Kemudian, soal ongkos kehidupan, perlu dicari solusi agar harga pangan tidak terus naik. Ia juga menegaskan pentingnya menyetop impor pangan. Hal lain yang tak kalah penting, kata Erick, mengenai pemberantasan korupsi. Menurut dia, korupsi di Indonesia tidak mungkin bisa hilang begitu saja karena korupsi sudah ada sejak zaman dahulu. Karena itu, yang mesti dipikirkan adalah bagaimana mengurangi korupsi secara drastis.
Untuk menekan perilaku korupsi ini, kata Erick, setidaknya diperlukan tiga hal. Pertama, perubahan kultur dari manusianya. Kedua, memperkuat sistem dengan mengedepankan transparansi. Ketiga, penegakan hukum. ”Jangan sampai yang (korupsi) kecil hukumannya berat. Lalu (korupsi) yang besar malah mendapat diskon hukuman. Nah, reformasi di dunia penegakan hukum ini harus terus berlanjut,” katanya.
Erick menegaskan, kepemimpinan Jokowi telah membuktikan berbagai hal di atas dengan baik. Untuk itu, penting untuk memikirkan agar semua itu berlanjut, bukan justru berubah arah atau malah mandek. ”Tidak ada pemimpin yang sempurna, pasti pemimpin punya kekurangan. Namun, kalau punya kemauan yang sama, saya rasa keberlanjutan dari sebuah program itu yang bisa berjalan 10-30 tahun, itu akan mengubah kultur kita. Cuma kalau lima tahun, stop. Lima tahun stop. Enggak akan terjadilah. Ini yang menurut saya, harus diteruskan,” ujarnya.
Apalagi, tantangan ke depan tidak mudah. Sebab, pada tahun 2038, piramida demografi akan terbalik. Artinya, penduduk Indonesia yang saat ini masih muda akan memasuki usia tua. Jika sudah tua, kontribusi terhadap ekonomi akan melambat. Padahal, untuk menjadi negara maju, waktunya tidak panjang. Hanya 13 tahun lagi.
”Jadi, menurut saya, ini momentum. Jadi, kalau sampai garis tangan saya ada di situ (wakil presiden), waktunya sedikit sekali.
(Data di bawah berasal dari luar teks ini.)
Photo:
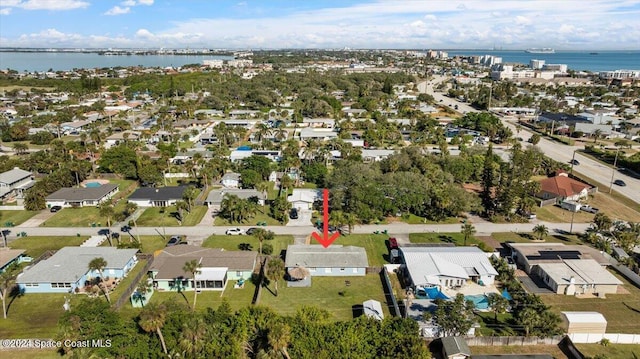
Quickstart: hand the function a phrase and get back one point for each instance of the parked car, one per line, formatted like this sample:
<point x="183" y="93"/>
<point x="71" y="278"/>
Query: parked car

Terus, kalau di situ hanya main-main saja, ya enggaklah,” ujar Erick.
Baca juga: Erick Thohir Laporkan Kasus Dugaan Korupsi di BUMN kepada Jaksa Agung
Erick tidak ingin berandai-andai lebih jauh. Terlalu larut dengan hasil survei pun, menurut dia, bisa menjadi racun. Pada prinsipnya, di sisa pemerintahan Jokowi ini, ia akan tetap bekerja profesional dan tegak lurus pada arahan Presiden. Ia pun menegaskan bahwa sampai sejauh ini belum ada ”lampu hijau” bahkan ”lampu kuning” dari Presiden mengenai pencalonan dirinya sebagai bakal cawapres di Pilpres 2024.
”Saya kerjakan yang saya bisa kerjakan, mumpung waktunya masih ada. Dan tentu kalau nantinya terjadi kesepakatan pun, saya sudah bilang, ya kesepakatan apa? Kalau sekadar kekuasaan dan uang, tidak ada tolok ukurnya, tidak ada targetnya untuk Indonesia dan rakyat Indonesia, mendingan di luar aja deh,” tuturnya.
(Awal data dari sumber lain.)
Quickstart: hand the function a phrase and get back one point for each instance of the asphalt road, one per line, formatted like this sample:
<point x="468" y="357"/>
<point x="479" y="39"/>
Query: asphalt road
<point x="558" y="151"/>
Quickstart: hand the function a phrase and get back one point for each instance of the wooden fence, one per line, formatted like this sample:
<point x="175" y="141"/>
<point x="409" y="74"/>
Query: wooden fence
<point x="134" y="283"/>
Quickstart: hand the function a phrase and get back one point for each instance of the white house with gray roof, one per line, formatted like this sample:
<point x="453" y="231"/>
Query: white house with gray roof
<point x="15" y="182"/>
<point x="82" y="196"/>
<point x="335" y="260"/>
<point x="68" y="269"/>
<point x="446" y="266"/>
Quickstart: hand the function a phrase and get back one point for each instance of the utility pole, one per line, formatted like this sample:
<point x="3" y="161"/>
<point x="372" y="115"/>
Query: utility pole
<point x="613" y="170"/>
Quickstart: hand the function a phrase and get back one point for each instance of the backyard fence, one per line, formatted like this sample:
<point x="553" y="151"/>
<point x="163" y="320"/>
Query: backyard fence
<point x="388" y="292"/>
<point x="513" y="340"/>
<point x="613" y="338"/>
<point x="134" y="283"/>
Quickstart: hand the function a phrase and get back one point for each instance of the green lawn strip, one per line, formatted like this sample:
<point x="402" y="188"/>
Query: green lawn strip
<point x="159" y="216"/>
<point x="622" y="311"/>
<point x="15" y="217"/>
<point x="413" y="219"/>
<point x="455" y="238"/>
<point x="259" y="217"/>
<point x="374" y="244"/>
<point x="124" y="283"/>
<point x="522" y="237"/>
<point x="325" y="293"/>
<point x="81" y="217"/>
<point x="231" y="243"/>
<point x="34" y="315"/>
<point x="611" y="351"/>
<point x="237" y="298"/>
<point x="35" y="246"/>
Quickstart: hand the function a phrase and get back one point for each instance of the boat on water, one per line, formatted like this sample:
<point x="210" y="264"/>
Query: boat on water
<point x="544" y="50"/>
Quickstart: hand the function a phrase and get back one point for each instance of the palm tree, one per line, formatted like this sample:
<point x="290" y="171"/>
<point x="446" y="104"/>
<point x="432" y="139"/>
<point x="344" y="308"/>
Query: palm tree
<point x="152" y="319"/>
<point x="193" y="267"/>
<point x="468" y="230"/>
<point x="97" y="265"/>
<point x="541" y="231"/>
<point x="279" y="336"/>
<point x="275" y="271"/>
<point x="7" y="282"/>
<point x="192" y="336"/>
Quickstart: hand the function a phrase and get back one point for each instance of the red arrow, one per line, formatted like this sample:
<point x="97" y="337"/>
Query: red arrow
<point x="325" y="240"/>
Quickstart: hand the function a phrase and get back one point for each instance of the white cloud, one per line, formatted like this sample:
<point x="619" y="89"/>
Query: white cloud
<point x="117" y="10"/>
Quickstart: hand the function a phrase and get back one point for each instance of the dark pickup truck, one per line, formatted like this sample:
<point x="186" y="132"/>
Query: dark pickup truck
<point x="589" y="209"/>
Erick mengungkapkan, ia selalu membuka opsi di dalam dan di luar pemerintahan. ”Namun, kalau saya harus di situ (pemerintahan), ya saya perlu kesepakatan, platformnya apa? Harus ada targetnya. Kalau tidak, ya buat apa sih punya kekuasaan, punya uang, tetapi dalam posisi itu kontribusinya untuk masyarakat tidak ada?” katanya.